Варлам Шаламов в свидетельствах современников | страница 18



     Очевидно, он считал, что для него, чтобы писать, человеку нужно быть участником больших событий и коллизий.

Рассказал он мне, что в ЦДЛ встретился с Генрихом Беллем. Генрих Белль был знаком с его рассказами, вышедшими на Западе. Мне показалось, что Варлам Тихонович был очень польщен, ведь это же был Генрих Белль.

     Я знаю, что он хорошо относился к творчеству моего отца. Лично он его не знал. Мне кажется, что это хорошее отношение он частично как-то переносил на меня.

     Разговаривали мы с ним о текущих литературных и политических событиях всегда очень откровенно и непосредственно. Он считал, что 37-й и другие годы по своим жертвам далеко превосходят все то, что было в истории человечества, а я полагала по своей наивности, что в истории человечества были тоже очень тяжелые годы: татарское иго, инквизиция. Потом я поняла, что инквизиция, это совсем, конечно, ничто по сравнению с той огромной гибелью людей, которая прошла на Колыме и в других лагерях.

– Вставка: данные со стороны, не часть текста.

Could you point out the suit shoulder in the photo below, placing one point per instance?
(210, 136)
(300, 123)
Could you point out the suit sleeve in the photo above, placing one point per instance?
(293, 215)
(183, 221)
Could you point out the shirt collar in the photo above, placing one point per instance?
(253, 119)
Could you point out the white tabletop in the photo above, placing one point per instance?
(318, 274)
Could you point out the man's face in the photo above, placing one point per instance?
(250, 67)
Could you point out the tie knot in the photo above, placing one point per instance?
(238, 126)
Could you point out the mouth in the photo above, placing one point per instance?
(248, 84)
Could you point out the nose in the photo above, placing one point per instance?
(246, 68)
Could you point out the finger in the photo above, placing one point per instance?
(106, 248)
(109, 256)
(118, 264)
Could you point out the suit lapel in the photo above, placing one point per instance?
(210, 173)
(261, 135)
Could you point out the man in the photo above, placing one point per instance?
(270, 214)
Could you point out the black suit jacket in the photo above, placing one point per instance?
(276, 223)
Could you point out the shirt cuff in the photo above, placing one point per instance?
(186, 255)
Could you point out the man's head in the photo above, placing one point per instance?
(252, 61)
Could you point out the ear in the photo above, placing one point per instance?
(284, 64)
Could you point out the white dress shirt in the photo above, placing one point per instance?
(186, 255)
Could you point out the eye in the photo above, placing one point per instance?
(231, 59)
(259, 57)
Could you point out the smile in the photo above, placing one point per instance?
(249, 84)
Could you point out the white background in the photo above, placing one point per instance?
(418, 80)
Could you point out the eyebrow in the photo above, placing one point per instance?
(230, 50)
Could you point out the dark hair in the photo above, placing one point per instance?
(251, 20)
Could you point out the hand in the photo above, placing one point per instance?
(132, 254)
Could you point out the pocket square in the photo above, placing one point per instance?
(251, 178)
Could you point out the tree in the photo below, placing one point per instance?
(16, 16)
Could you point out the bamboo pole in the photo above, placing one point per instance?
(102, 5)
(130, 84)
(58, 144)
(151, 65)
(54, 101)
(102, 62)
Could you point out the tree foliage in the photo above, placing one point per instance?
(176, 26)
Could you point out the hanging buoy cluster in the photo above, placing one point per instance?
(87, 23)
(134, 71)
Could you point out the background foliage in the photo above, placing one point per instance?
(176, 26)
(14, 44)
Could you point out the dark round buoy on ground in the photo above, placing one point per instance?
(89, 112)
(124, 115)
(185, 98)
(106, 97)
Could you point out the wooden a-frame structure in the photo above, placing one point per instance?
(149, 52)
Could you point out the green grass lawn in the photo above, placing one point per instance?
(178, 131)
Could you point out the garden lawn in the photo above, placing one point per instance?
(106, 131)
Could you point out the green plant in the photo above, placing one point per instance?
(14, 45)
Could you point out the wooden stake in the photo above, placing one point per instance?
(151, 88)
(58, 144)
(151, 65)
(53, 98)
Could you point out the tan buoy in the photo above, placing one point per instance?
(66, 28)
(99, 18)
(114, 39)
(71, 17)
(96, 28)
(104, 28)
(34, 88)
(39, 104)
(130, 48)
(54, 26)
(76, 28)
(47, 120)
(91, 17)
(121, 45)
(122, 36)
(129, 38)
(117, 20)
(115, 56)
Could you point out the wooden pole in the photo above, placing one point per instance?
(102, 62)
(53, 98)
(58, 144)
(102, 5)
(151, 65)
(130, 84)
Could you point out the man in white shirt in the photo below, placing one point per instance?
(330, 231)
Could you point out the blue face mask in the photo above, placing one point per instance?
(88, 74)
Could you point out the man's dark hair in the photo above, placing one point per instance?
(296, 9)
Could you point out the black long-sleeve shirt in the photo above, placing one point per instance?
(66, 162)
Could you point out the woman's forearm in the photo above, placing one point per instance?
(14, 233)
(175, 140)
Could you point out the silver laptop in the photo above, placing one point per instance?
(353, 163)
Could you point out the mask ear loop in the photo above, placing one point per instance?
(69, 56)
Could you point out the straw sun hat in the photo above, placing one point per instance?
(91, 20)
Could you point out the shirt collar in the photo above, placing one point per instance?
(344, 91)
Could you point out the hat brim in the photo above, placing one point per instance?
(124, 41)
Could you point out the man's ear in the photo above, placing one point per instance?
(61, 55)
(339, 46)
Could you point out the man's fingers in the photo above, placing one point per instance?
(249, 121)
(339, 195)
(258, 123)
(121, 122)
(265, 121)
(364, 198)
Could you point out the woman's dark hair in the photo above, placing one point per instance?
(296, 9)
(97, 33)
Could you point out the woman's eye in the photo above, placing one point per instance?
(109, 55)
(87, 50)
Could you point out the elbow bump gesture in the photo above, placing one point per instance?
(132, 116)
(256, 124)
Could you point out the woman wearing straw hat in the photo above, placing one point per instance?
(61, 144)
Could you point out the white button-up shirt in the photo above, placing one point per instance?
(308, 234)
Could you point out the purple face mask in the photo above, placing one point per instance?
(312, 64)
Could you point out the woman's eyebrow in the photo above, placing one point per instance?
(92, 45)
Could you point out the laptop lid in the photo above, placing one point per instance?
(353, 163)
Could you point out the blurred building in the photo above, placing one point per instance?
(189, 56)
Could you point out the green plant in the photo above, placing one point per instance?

     Последнее время перед помещением его в интернат я с ним уже почти не встречались. Он разошелся с Ольгой Сергеевной, а ходить в два дома я считала неудобством, да и не очень он меня приглашал! Как-то раз, правда, вызвал нас с мужем, в больницу. Не знаю, по поводу чего он лежал. Мы навестили его, разговор был общий, так как он проходил в больничном коридоре, Варлам Тихонович все-таки был доволен, что мы пришли, очевидно, не слишком много народу его тогда посещало. Через какое-то время он позвонил – и вызвал нас к себе на дом. Он жил на Васильевской улице. Мы с мужем приехали. В комнате был ужасный беспорядок. Стояла электрическая плитка и кругом была разбросана масса листов бумаги. Что это были за листы – я не знаю. В это время соседи начали хлопотать, чтобы его поместили в интернат, он уже иногда забывал – включит газ и не зажжет его и т. д. С ним было опасно жить. Участковый милиционер и соседка по квартире к нему хорошо относились. Его устроили в интернат на Планерной, это один из лучших интернатов. Провожала его какая-то женщина из Литфонда и мой муж, Иван Степанович. С Иваном Степановичем раньше он немного поссорился. Поссорились, как это ни странно, из-за блатных. И я, и Иван Степанович считали, что блатные – люди, хотя и испорченные исковерканные, но в большинстве из них осталось что-то человеческое. Конечно, среди них встречались те, которые уже потеряли людской облик. И в то же время я глубоко убеждена, что сейчас по улицам ходят люди вполне заслуженные и престижные, но, попав в экстремальные условия, неизвестно, как бы они себя вели. Может быть, даже хуже, много хуже этих блатных. Варлам Тихонович всех блатных за людей не считал. Он полагал, что у них потеряно все человеческое.